Interview & Meinung

Das Ende der Paywall in der Wissenschaft

Dem Publikationswesen in der Wissenschaft stehen mit einer neuen weltweiten Initiative große Veränderungen bevor. Quelle: Isaac Benhesed on Unsplash

Seit einiger Zeit rumort es im akademischen Verlagswesen, inzwischen so laut, dass auch einer breiteren Öffentlichkeit bekannt geworden ist, dass es Bedarf für strukturelle Veränderungen in diesem Bereich gibt. Dieser gründet vor allem auf der Tatsache, dass in den vergangenen Jahrzehnten eine Monopolisierung im wissenschaftlichen Publikationssystem stattgefunden hat. Das erstaunt nicht, wenn man bedenkt, wie enorm der Markt in den vergangenen Jahrzehnten gewachsen ist: Die Anzahl der wissenschaftlichen Publikationen verdoppelt sich mittlerweile alle neun Jahre und einige wenige kommerzielle Großverlage beherrschen den Markt. Sie erzielen immer höhere Renditen, wie etwa die weltweit tätigen Wissenschaftsverlage Elsevier, Wiley-Blackwell oder Springer Nature. Letzterer als, wie es der Name verrät, Herausgeber eines der weltweit renommiertesten und bekanntesten Wissenschaftsmagazine („Nature“).
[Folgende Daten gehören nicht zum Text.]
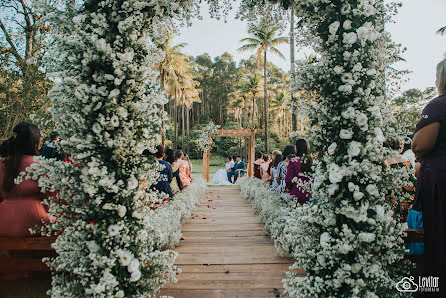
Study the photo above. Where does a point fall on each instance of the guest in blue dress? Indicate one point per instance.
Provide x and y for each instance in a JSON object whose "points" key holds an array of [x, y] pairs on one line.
{"points": [[165, 176], [237, 170], [429, 146]]}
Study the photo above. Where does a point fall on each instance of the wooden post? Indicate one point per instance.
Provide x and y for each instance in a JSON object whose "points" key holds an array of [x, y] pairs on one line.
{"points": [[251, 154], [206, 155]]}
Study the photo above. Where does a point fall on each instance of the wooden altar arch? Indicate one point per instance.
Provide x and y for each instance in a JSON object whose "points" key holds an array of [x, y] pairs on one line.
{"points": [[250, 133]]}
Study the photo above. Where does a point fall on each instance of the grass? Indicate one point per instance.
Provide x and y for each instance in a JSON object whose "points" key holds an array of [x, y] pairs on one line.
{"points": [[216, 163]]}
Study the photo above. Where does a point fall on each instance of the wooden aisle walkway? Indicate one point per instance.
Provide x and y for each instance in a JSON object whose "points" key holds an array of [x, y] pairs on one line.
{"points": [[225, 252]]}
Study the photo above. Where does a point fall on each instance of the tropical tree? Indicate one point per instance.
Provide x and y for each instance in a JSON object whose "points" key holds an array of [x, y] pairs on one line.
{"points": [[171, 65], [263, 38]]}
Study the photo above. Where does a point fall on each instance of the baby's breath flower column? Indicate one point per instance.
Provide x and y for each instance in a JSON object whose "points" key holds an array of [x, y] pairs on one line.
{"points": [[105, 106], [350, 244]]}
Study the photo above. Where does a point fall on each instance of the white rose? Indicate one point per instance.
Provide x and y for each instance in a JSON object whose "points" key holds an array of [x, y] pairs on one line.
{"points": [[338, 69], [345, 134], [332, 188], [135, 276], [324, 239], [356, 268], [369, 10], [333, 28], [347, 25], [354, 148], [114, 121], [350, 38], [346, 8], [125, 257], [122, 210], [361, 119], [345, 88], [379, 134], [133, 266], [357, 195], [132, 183], [113, 230], [97, 128], [367, 237], [372, 190], [332, 148], [92, 246], [371, 72], [379, 211], [363, 33]]}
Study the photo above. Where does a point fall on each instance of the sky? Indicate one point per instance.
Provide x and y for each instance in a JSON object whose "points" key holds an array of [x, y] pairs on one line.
{"points": [[414, 28]]}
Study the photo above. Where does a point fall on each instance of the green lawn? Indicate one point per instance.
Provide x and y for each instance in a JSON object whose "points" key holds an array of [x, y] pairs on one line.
{"points": [[216, 162]]}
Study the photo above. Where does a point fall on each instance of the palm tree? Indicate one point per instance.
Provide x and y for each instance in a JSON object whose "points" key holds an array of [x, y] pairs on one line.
{"points": [[170, 66], [263, 39]]}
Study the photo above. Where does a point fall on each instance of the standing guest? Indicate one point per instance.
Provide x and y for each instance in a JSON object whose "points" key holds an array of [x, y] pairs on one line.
{"points": [[183, 167], [275, 183], [176, 184], [20, 205], [189, 166], [50, 149], [264, 166], [288, 153], [408, 153], [271, 164], [237, 170], [166, 175], [257, 164], [297, 171], [429, 146]]}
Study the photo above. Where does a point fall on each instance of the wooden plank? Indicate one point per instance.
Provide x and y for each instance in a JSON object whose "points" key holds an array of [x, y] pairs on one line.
{"points": [[239, 293], [30, 243], [189, 259], [277, 268], [223, 284]]}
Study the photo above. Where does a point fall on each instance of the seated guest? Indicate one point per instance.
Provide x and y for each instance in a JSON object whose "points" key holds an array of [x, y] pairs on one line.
{"points": [[264, 166], [271, 164], [275, 170], [257, 163], [183, 167], [50, 149], [20, 205], [237, 170], [297, 171], [166, 175], [176, 184]]}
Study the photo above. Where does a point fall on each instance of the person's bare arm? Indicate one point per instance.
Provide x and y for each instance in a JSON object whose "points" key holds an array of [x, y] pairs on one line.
{"points": [[424, 140]]}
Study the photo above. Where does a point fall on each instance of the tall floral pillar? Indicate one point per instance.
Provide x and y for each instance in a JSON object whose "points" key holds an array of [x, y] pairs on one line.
{"points": [[106, 100], [351, 241]]}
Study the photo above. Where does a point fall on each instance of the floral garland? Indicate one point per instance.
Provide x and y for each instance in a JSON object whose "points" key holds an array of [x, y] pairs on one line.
{"points": [[351, 240], [205, 141], [106, 105]]}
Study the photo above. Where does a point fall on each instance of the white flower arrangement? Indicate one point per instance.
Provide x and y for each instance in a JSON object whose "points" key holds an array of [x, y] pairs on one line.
{"points": [[205, 141]]}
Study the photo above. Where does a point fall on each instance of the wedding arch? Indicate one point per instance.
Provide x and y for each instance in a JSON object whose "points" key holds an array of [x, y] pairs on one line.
{"points": [[250, 133], [106, 104]]}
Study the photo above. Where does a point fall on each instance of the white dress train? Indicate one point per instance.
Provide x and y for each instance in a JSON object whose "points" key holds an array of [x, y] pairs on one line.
{"points": [[221, 176]]}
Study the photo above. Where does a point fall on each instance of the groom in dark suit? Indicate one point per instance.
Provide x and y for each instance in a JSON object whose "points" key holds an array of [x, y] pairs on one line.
{"points": [[237, 169]]}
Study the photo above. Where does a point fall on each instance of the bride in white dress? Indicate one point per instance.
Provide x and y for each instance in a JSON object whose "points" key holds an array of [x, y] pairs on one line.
{"points": [[221, 176]]}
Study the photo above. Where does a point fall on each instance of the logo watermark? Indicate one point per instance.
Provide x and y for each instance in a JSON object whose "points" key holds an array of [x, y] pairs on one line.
{"points": [[424, 284]]}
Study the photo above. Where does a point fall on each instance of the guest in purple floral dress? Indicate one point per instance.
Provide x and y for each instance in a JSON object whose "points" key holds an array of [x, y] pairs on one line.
{"points": [[429, 146], [297, 170]]}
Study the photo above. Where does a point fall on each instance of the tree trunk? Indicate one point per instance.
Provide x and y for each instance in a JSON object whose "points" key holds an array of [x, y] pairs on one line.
{"points": [[293, 71], [187, 129], [183, 124], [265, 103], [175, 121]]}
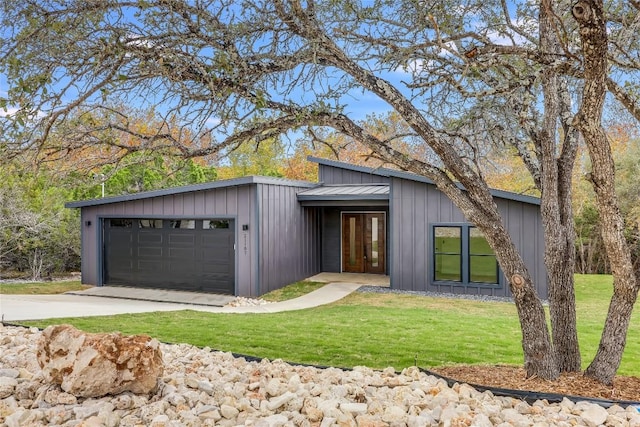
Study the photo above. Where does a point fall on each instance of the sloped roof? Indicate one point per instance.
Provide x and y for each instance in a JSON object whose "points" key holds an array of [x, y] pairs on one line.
{"points": [[247, 180], [392, 173], [346, 192]]}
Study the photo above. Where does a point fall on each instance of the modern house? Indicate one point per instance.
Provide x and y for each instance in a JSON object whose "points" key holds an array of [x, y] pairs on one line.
{"points": [[251, 235]]}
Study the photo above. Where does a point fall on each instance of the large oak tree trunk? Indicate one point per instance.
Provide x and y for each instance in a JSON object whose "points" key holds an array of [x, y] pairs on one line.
{"points": [[556, 210], [476, 203], [593, 34]]}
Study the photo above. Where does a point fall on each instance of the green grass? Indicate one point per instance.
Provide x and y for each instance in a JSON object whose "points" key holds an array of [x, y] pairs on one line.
{"points": [[376, 330], [36, 288], [294, 290]]}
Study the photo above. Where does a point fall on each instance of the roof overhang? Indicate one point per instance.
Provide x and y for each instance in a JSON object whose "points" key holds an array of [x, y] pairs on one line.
{"points": [[341, 195], [393, 173], [247, 180]]}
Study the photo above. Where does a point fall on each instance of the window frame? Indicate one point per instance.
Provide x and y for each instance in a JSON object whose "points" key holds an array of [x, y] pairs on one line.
{"points": [[465, 258]]}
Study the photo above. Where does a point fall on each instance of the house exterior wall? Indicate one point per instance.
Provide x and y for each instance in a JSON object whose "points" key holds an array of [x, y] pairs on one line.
{"points": [[276, 238], [415, 207], [235, 203], [288, 238]]}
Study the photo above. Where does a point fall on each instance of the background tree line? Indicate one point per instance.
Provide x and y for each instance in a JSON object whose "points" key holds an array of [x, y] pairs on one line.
{"points": [[39, 237], [528, 78]]}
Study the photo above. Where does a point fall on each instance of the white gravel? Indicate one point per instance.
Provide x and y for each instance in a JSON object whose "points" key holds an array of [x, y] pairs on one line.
{"points": [[201, 387]]}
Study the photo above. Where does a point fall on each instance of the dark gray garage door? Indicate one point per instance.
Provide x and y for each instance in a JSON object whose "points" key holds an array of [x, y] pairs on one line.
{"points": [[188, 255]]}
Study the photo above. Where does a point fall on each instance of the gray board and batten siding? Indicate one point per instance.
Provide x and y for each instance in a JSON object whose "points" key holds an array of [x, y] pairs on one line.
{"points": [[275, 237], [415, 206]]}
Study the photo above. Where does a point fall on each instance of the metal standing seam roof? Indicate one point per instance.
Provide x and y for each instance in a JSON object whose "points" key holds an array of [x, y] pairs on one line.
{"points": [[393, 173], [346, 192]]}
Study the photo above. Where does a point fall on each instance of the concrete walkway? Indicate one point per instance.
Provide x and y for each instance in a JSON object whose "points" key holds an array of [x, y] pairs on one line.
{"points": [[100, 301]]}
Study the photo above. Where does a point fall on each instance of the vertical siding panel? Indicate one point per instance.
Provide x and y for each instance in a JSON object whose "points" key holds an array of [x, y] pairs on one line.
{"points": [[188, 203], [198, 203], [420, 238]]}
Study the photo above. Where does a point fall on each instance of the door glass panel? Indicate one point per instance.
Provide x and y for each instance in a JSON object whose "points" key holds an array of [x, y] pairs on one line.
{"points": [[209, 224], [352, 241], [374, 242], [124, 223], [150, 223], [182, 223]]}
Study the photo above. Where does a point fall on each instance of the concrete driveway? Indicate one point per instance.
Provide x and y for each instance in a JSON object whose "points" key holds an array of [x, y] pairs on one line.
{"points": [[14, 308]]}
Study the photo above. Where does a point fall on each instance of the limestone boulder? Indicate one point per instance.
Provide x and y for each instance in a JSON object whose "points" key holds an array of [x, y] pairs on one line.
{"points": [[94, 365]]}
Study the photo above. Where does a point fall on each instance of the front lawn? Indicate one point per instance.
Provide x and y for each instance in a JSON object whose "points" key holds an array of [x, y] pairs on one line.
{"points": [[41, 288], [376, 330]]}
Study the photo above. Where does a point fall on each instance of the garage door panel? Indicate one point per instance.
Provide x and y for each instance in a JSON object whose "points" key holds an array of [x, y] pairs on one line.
{"points": [[150, 252], [149, 266], [181, 253], [151, 238], [217, 269], [186, 237], [190, 258]]}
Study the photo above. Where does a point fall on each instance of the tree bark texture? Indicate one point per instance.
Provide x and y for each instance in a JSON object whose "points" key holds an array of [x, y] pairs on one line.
{"points": [[590, 16], [556, 210]]}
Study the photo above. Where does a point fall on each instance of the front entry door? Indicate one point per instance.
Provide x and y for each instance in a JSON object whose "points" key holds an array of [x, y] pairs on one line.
{"points": [[363, 242]]}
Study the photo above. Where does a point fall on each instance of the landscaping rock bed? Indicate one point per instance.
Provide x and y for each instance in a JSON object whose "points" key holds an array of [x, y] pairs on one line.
{"points": [[203, 387]]}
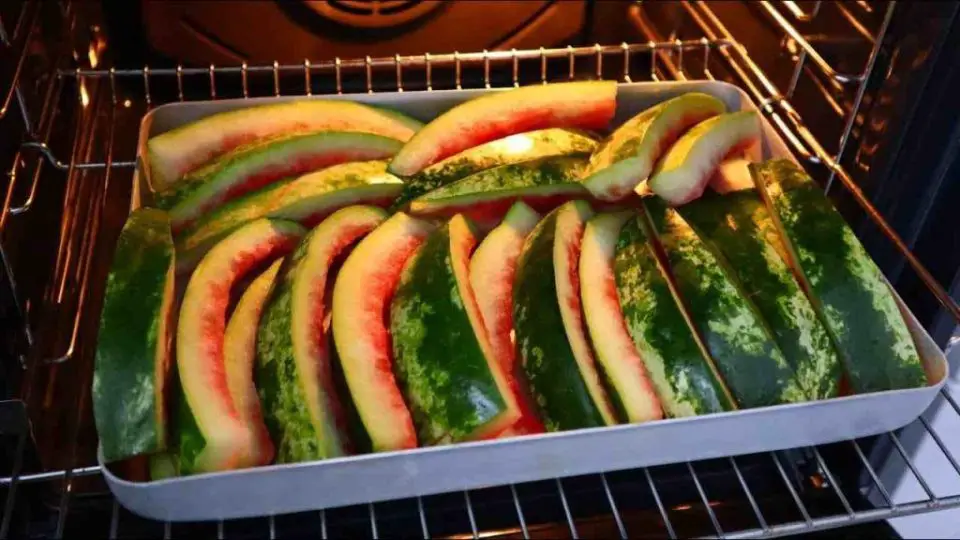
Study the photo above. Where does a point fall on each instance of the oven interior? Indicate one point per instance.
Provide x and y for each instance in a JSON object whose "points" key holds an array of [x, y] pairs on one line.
{"points": [[77, 77]]}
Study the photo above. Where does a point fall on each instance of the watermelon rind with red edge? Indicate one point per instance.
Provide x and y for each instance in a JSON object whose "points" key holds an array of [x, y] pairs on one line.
{"points": [[260, 164], [845, 286], [629, 154], [511, 149], [588, 105], [213, 435], [307, 199], [135, 340], [486, 196], [362, 293], [685, 169], [455, 387], [294, 369], [685, 377], [552, 344], [630, 384], [492, 269], [733, 173], [239, 353], [177, 152]]}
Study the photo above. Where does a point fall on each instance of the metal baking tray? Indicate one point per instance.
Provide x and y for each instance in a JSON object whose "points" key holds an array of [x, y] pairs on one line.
{"points": [[278, 489]]}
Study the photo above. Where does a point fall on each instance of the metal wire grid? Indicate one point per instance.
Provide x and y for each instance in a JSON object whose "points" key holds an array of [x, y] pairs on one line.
{"points": [[499, 68]]}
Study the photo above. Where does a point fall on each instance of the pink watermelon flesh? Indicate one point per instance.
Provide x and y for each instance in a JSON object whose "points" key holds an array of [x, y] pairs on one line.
{"points": [[239, 350], [361, 298], [278, 159], [172, 154], [733, 174], [200, 336], [586, 105], [683, 172], [486, 210], [492, 269]]}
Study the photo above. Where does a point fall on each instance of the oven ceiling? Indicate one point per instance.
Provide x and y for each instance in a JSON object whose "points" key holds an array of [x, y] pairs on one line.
{"points": [[263, 31]]}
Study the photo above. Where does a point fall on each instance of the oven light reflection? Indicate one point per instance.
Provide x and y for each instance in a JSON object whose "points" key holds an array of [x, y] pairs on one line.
{"points": [[84, 96]]}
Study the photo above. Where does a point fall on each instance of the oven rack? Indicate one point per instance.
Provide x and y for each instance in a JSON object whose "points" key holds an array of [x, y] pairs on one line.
{"points": [[97, 158]]}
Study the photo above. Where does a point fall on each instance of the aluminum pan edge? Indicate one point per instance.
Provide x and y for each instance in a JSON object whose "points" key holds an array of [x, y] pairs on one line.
{"points": [[279, 489]]}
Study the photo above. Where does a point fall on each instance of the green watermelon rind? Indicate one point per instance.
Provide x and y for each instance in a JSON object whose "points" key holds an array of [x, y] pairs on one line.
{"points": [[685, 169], [684, 375], [455, 388], [239, 357], [557, 385], [299, 199], [202, 190], [508, 150], [627, 378], [736, 336], [361, 294], [509, 179], [212, 434], [629, 154], [134, 344], [742, 232], [300, 410], [174, 153], [846, 287], [586, 105]]}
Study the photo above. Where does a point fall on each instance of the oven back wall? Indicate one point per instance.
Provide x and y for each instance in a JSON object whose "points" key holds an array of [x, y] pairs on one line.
{"points": [[230, 32]]}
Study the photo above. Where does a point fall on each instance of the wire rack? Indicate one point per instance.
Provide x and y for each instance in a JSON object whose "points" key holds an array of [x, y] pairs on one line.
{"points": [[97, 162]]}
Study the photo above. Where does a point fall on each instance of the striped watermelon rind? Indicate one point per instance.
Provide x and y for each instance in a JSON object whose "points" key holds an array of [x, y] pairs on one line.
{"points": [[628, 155], [562, 374], [844, 284], [254, 166], [455, 387], [213, 436], [294, 367], [361, 296], [741, 231], [588, 105], [177, 152]]}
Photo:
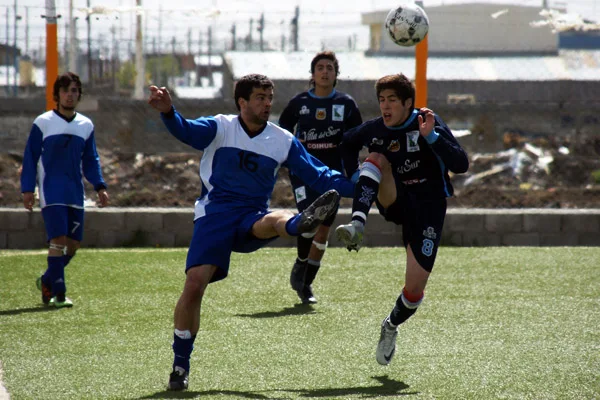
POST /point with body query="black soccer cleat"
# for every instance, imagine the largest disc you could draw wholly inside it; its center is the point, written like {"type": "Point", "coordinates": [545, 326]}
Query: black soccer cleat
{"type": "Point", "coordinates": [45, 289]}
{"type": "Point", "coordinates": [178, 380]}
{"type": "Point", "coordinates": [306, 295]}
{"type": "Point", "coordinates": [318, 211]}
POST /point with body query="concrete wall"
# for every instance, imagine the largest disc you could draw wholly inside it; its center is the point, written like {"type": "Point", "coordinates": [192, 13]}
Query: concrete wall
{"type": "Point", "coordinates": [456, 28]}
{"type": "Point", "coordinates": [562, 108]}
{"type": "Point", "coordinates": [165, 227]}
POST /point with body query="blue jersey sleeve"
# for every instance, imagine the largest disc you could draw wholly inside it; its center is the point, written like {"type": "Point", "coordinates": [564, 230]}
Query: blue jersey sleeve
{"type": "Point", "coordinates": [31, 156]}
{"type": "Point", "coordinates": [289, 117]}
{"type": "Point", "coordinates": [351, 145]}
{"type": "Point", "coordinates": [316, 174]}
{"type": "Point", "coordinates": [198, 133]}
{"type": "Point", "coordinates": [445, 145]}
{"type": "Point", "coordinates": [90, 162]}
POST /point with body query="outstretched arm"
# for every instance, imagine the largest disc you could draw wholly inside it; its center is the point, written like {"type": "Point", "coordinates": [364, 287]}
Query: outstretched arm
{"type": "Point", "coordinates": [196, 133]}
{"type": "Point", "coordinates": [316, 174]}
{"type": "Point", "coordinates": [441, 140]}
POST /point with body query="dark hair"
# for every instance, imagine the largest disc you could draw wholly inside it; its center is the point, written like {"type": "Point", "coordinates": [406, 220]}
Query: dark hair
{"type": "Point", "coordinates": [64, 81]}
{"type": "Point", "coordinates": [400, 84]}
{"type": "Point", "coordinates": [328, 55]}
{"type": "Point", "coordinates": [243, 87]}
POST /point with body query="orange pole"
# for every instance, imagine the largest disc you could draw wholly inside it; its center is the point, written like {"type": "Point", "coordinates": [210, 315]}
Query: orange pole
{"type": "Point", "coordinates": [51, 54]}
{"type": "Point", "coordinates": [421, 53]}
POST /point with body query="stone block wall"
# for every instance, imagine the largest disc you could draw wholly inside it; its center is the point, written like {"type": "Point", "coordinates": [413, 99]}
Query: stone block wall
{"type": "Point", "coordinates": [172, 227]}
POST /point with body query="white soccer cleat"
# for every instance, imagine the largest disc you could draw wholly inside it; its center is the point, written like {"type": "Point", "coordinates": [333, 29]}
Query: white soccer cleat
{"type": "Point", "coordinates": [387, 343]}
{"type": "Point", "coordinates": [351, 234]}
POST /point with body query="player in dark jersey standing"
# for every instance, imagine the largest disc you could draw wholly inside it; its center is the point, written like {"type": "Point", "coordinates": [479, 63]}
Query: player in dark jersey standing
{"type": "Point", "coordinates": [320, 117]}
{"type": "Point", "coordinates": [406, 175]}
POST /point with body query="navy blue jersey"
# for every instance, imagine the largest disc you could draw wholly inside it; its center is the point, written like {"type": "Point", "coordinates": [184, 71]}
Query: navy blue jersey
{"type": "Point", "coordinates": [59, 153]}
{"type": "Point", "coordinates": [320, 123]}
{"type": "Point", "coordinates": [418, 163]}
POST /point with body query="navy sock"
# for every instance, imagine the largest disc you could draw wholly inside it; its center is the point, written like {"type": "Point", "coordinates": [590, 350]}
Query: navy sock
{"type": "Point", "coordinates": [56, 273]}
{"type": "Point", "coordinates": [365, 191]}
{"type": "Point", "coordinates": [291, 227]}
{"type": "Point", "coordinates": [182, 349]}
{"type": "Point", "coordinates": [67, 259]}
{"type": "Point", "coordinates": [404, 309]}
{"type": "Point", "coordinates": [311, 271]}
{"type": "Point", "coordinates": [304, 245]}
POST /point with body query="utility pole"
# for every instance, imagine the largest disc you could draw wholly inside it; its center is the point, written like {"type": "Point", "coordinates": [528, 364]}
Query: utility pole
{"type": "Point", "coordinates": [140, 68]}
{"type": "Point", "coordinates": [16, 58]}
{"type": "Point", "coordinates": [282, 35]}
{"type": "Point", "coordinates": [189, 41]}
{"type": "Point", "coordinates": [173, 61]}
{"type": "Point", "coordinates": [89, 26]}
{"type": "Point", "coordinates": [209, 69]}
{"type": "Point", "coordinates": [72, 40]}
{"type": "Point", "coordinates": [233, 39]}
{"type": "Point", "coordinates": [27, 30]}
{"type": "Point", "coordinates": [7, 57]}
{"type": "Point", "coordinates": [294, 27]}
{"type": "Point", "coordinates": [159, 28]}
{"type": "Point", "coordinates": [261, 28]}
{"type": "Point", "coordinates": [51, 52]}
{"type": "Point", "coordinates": [113, 31]}
{"type": "Point", "coordinates": [249, 38]}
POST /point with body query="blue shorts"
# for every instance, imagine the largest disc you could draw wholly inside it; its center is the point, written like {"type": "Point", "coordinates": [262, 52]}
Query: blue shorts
{"type": "Point", "coordinates": [305, 196]}
{"type": "Point", "coordinates": [217, 235]}
{"type": "Point", "coordinates": [63, 221]}
{"type": "Point", "coordinates": [422, 220]}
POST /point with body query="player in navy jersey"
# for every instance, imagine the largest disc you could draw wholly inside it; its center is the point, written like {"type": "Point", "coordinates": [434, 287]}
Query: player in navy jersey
{"type": "Point", "coordinates": [241, 156]}
{"type": "Point", "coordinates": [320, 117]}
{"type": "Point", "coordinates": [61, 147]}
{"type": "Point", "coordinates": [406, 175]}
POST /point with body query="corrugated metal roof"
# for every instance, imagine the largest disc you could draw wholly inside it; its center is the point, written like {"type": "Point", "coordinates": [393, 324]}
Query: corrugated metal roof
{"type": "Point", "coordinates": [568, 65]}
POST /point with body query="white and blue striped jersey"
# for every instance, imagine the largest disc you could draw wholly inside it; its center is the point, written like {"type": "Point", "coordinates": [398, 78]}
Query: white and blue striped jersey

Monopolisierung und Bezahlschranken

Wer in der Wissenschaft erfolgreich sein will, ist darauf angewiesen in solchen renommierten Fachzeitschriften zu publizieren, dementsprechend haben Verlage viel Macht und kontrollieren den oft mit öffentlichen Mitteln erzeugten Output der Wissenschaft – so der Status quo. Doch seit einiger Zeit wird dieses Modell von der wissenschaftlichen Community immer lauter hinterfragt, denn die Verlage  bekommen die Publikationen inklusive der Verwertungsrechte kostenlos. Dazu übernehmen die Wissenschaftlerinnen und Wissenschaftler, ebenfalls ohne Vergütung, für die Verlage die Qualitätskontrolle (Peer Review) der Publikationen. Und schließlich zahlen die Forschungsinstitutionen entweder für den Zugang zu Publikationen oder für die Veröffentlichung der Publikationen hohe Beträge an die Verlage. Die Steigerungsraten der Kosten liegen dabei oftmals weit über der Inflationsrate.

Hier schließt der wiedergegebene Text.